Alas, in Heller Justice Antonin Scalia found such a right, and got four more votes. The reasoning is tortured, the history is flawed, and there is lots of inconsistency associated with the concept. (No one, for example, challenges the right to regulate the possession of bazookas.) Nevertheless, five is a majority on the United States Supreme Court.

As it happens, and with a healthy respect for the notion that correlation does not imply causation, I looked at List of Countries by Firearm-related Death Rate. The numbers are, perforce, imprecise. Countries report over different periods of time, and reporting is likely better in some countries than others. That said, the U.S. reports 10.5 gunshot deaths per 100,000 people. That’s about one-fifth of the number who die in Honduras, Venezuela, and El Salvador, but it’s 5x the rate in Canada, 40x the rate in the UK, and about 160x the rate in Japan. Among OECD member nations—the OECD is a marker for developed economies—only the gun death rate in Mexico is higher than the U.S. rate, and it’s only marginally higher.

Now, each of Canada, the UK, and Japan, along with many other countries in the OECD, have strict gun control regimes. With respect for the  fact—and it is a fact—that correlation does not imply causation, correlation may reflect causation. (This is logic, readers. I took the class, 38 years ago. Got an A. And the gin hasn’t totally destroyed my memory or my cognitive functions.) Provide an explanation for the disparity, other than gun control, and I am all ears! Really!!!

I have a few closing thoughts on this disgraceful state of affairs. First, the gun rights movement tagline for decades has been “If guns are outlawed, only outlaws will have guns.” So I wonder:

When an angry husband with no criminal history kills his wife and children because she wants a divorce, what do we say?

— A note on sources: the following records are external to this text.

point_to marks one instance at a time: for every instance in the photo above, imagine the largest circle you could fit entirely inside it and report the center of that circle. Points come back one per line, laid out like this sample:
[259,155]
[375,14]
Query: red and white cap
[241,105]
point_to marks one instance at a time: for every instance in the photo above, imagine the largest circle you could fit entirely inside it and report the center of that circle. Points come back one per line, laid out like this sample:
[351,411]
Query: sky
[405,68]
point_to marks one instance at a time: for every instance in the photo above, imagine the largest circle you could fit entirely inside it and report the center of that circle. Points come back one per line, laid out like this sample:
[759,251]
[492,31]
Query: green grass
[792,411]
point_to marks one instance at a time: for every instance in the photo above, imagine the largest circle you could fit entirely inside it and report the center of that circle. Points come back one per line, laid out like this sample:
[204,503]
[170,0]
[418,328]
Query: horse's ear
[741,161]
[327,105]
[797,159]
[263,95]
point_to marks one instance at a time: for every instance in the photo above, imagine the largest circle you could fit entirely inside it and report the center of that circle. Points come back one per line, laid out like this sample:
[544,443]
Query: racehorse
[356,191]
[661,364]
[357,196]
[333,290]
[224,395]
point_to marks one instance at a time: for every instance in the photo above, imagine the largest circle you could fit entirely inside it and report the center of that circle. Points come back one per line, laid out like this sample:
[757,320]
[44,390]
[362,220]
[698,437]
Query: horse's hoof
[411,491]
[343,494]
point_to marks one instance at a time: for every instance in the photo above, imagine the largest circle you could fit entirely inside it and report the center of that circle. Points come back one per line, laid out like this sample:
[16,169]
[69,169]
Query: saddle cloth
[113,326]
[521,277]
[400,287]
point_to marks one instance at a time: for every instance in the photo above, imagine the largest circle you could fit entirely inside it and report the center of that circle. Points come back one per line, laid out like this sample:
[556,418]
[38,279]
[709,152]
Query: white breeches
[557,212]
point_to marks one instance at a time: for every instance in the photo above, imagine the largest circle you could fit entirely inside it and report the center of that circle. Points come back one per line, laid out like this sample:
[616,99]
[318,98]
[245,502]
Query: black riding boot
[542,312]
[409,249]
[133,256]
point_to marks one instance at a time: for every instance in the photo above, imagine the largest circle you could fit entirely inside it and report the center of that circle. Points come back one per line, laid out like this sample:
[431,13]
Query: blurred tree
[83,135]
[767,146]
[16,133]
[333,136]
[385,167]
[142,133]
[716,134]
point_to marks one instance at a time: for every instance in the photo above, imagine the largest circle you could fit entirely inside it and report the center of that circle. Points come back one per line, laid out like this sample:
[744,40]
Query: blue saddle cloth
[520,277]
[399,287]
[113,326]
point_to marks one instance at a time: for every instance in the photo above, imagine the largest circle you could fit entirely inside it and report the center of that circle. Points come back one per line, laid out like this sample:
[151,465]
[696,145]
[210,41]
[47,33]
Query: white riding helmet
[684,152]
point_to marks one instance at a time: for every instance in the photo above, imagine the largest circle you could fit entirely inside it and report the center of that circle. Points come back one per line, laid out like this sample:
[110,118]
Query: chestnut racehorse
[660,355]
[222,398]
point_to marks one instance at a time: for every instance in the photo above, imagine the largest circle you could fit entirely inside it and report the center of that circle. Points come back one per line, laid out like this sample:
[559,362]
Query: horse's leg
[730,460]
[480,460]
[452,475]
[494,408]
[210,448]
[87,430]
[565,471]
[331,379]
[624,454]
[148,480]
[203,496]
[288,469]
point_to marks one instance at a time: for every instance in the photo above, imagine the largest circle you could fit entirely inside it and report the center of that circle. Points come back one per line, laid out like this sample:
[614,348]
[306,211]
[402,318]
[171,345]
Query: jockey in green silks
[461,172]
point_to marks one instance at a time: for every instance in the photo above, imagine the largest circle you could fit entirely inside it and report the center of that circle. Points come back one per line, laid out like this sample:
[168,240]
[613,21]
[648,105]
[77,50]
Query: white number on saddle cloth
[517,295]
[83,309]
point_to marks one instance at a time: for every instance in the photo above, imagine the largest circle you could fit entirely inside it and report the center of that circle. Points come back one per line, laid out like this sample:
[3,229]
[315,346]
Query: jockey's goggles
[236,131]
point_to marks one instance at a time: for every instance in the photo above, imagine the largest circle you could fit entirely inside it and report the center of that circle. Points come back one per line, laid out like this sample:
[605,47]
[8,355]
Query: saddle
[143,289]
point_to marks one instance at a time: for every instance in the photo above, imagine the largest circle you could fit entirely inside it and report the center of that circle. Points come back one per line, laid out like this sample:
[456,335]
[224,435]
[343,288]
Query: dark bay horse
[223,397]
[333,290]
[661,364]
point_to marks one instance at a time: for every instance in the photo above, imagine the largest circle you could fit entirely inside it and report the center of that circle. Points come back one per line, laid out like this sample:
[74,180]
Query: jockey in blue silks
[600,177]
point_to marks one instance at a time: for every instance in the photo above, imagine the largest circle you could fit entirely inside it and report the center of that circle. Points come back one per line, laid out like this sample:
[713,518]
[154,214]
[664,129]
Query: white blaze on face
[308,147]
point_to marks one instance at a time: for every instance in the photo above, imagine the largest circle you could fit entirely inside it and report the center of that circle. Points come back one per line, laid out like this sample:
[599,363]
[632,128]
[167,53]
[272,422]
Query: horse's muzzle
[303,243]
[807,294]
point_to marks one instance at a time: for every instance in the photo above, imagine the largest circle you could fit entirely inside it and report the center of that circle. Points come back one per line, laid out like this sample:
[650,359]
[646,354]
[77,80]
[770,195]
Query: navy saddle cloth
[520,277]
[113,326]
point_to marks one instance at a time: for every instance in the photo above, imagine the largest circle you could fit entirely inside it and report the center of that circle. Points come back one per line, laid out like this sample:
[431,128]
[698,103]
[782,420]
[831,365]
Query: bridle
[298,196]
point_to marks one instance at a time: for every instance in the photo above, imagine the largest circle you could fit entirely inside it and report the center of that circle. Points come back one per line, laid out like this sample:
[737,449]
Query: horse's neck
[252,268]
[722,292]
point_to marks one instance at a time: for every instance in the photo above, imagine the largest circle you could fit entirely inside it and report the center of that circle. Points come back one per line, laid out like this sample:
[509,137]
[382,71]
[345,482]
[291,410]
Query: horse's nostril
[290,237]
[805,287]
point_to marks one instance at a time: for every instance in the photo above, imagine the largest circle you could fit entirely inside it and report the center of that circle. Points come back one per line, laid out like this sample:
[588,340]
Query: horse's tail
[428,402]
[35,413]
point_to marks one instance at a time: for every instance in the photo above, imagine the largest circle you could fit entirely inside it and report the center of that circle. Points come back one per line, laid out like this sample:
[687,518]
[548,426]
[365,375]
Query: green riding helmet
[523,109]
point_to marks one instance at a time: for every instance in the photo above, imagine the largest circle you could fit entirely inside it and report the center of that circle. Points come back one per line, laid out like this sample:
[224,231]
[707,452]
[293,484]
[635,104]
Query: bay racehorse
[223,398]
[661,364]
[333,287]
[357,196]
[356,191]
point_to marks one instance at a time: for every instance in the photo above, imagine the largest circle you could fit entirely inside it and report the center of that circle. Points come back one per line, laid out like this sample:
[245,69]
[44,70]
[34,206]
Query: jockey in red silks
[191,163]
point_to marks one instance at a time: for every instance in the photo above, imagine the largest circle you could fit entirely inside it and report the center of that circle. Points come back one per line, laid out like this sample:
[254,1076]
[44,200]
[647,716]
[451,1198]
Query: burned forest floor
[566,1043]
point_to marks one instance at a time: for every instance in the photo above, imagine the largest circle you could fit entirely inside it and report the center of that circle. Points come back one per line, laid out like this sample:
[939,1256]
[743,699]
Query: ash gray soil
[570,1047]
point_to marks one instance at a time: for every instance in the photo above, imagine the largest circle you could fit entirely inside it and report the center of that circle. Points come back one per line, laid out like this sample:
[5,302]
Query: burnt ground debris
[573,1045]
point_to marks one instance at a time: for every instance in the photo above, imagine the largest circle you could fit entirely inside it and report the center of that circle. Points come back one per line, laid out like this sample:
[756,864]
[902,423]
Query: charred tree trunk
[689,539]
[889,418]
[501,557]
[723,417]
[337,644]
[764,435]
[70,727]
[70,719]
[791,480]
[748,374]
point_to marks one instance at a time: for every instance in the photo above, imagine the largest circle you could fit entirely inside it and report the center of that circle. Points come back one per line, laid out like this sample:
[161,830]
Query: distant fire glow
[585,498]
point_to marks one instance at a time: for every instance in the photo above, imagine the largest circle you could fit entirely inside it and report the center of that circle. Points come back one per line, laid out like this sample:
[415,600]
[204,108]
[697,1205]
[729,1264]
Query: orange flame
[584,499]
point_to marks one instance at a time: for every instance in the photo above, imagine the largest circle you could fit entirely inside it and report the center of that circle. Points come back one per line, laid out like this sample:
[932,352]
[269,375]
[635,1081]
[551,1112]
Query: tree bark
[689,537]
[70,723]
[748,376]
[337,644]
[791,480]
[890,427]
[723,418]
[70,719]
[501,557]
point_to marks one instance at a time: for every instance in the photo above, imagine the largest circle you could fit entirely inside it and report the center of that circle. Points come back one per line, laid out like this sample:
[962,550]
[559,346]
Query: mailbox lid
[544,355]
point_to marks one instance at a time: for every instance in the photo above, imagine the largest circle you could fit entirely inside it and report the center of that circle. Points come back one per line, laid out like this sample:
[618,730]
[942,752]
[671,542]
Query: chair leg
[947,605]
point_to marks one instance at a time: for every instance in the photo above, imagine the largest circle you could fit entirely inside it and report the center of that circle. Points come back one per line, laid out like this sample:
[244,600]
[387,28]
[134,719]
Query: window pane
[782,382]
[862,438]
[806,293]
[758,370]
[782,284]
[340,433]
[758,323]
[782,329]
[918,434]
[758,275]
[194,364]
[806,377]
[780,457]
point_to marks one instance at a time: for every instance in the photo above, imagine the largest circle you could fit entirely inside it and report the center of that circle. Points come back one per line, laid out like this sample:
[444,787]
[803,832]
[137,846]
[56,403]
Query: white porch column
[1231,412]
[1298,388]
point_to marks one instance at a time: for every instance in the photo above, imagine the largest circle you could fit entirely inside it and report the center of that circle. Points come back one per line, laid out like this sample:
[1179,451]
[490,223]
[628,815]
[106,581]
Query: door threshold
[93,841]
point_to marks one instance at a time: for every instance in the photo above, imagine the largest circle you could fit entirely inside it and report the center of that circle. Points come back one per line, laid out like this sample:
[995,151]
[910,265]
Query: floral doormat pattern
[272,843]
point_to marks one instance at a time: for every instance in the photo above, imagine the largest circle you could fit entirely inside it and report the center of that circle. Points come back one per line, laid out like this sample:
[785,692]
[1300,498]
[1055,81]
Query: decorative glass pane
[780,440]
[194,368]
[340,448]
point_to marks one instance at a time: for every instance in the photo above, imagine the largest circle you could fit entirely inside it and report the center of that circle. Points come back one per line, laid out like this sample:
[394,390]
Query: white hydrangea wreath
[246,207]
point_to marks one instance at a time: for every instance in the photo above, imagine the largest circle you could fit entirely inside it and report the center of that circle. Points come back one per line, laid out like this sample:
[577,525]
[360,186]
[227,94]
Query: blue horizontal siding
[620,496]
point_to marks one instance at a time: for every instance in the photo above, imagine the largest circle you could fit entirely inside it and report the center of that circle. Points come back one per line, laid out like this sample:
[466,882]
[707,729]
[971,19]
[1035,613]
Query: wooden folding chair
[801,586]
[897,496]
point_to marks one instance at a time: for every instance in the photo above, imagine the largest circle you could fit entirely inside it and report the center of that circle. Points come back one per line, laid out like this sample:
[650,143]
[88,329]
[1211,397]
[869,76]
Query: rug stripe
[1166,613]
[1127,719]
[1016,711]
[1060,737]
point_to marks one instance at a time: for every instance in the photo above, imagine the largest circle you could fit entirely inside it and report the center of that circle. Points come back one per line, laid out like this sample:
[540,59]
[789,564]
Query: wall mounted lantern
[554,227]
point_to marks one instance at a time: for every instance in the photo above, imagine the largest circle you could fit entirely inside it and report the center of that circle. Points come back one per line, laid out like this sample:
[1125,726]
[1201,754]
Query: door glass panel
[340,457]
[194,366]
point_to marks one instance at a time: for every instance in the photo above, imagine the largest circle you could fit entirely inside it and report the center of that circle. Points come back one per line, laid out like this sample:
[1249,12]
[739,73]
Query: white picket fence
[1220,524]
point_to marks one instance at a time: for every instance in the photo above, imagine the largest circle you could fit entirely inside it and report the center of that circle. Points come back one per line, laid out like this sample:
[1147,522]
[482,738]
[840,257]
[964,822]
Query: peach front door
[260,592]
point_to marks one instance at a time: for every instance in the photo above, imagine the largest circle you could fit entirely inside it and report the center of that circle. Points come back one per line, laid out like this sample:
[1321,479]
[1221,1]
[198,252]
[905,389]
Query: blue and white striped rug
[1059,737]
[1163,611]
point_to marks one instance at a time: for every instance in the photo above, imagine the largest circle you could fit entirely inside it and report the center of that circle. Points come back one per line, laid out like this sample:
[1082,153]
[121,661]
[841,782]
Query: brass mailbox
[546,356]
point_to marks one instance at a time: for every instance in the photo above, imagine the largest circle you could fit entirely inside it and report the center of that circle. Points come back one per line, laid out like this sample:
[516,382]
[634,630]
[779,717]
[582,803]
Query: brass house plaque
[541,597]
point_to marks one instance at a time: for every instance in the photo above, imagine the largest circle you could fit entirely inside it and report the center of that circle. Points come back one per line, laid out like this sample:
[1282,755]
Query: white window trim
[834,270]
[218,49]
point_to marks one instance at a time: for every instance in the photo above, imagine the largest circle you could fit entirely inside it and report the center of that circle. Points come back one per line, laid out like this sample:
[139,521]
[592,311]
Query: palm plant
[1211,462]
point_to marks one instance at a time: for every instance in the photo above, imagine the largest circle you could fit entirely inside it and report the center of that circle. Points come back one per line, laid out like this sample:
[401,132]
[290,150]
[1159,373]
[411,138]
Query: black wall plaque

When a driver, stressed out to all get out, grabs his pistol and fires at the driver whose driving almost killed him, what do we say?

When a four-year-old shoots a playdate playmate, because the gun was there, what do we say?

And what do we say about the criminals who used weapons stolen from law-abiding people whose guns are not locked up? (And how, exactly, will the arsenal protect its owners if it is locked up.)

Second, most people only focus on the horrific, mass shootings. They get reported. Cable junkies can “live the moments.” On the other hand, family violence situations don’t make the news, unless they happen in a small town, the participants are prominent, or there’s some other angle. And that’s where most of the killing occurs. People know one another, someone—not an outlaw, at least until he acts— gets angry, and lives are destroyed.

Finally, we really can’t blame the U.S. Supreme Court, or even our elected leaders, for this disgraceful state of affairs. Heller makes regulating guns harder, but an effective, nationwide regulatory scheme was never part of the mix. We live in a “you can’t make me” society which pays homage to the individual. And for so long as that’s who we are, we match up very well with our gun culture.